Acknowledge everyone's personhood.
- Principle
- Acknowledge everyone’s personhood.
- Type
- Core Principle
- Primary Agenda
- Meet interesting people.
When you and your friends choose your characters at the start of a game, you choose to hunt a story about those people and their lives. But all of the other people that they meet have their own lives and their own stories just as eventful and important as the one you’ve decided to track. When you meet those other people, their stories briefly intersect with yours. Show us that these people have their own lives and stories. Let them mention events beyond the scope of our current story, hints and references to a wider world, and an active life beyond what we can see at the moment.
#Examples
- The cousin who joins you on a squidding trip tells you all about the girl he’s fallen in love with.
- When you seek out the wizard for her advice, you find her consulting with another member of your community who’s lost her spirit, laying plans for how they will retrieve it.
- On the edge of your family’s territory, there lives a herd of cattle, guarded by a pack of wolves.

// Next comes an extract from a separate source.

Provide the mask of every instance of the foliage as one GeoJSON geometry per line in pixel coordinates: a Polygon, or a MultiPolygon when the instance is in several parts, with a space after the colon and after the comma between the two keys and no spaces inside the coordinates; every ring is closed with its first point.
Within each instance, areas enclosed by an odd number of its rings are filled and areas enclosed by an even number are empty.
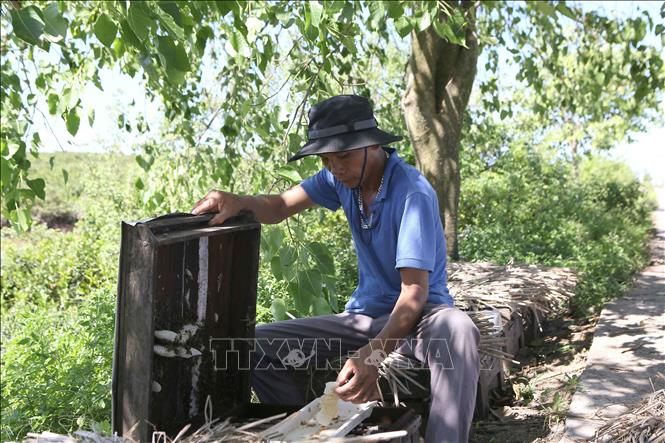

The wolves don’t eat the cattle, but the herding instincts of their domesticated ancestors live on in them, drawing them to defend the cattle from any who would threaten them — including you and the rest of your community.
- Your uncle tells you he can’t help you with your problem because he already agreed to help your father carve a new canoe today.
- How might some of the members of the community that we haven’t heard much from lately react to what has happened so far? Would they take action? Would those actions lead their paths to intersect with our story’s path right about now?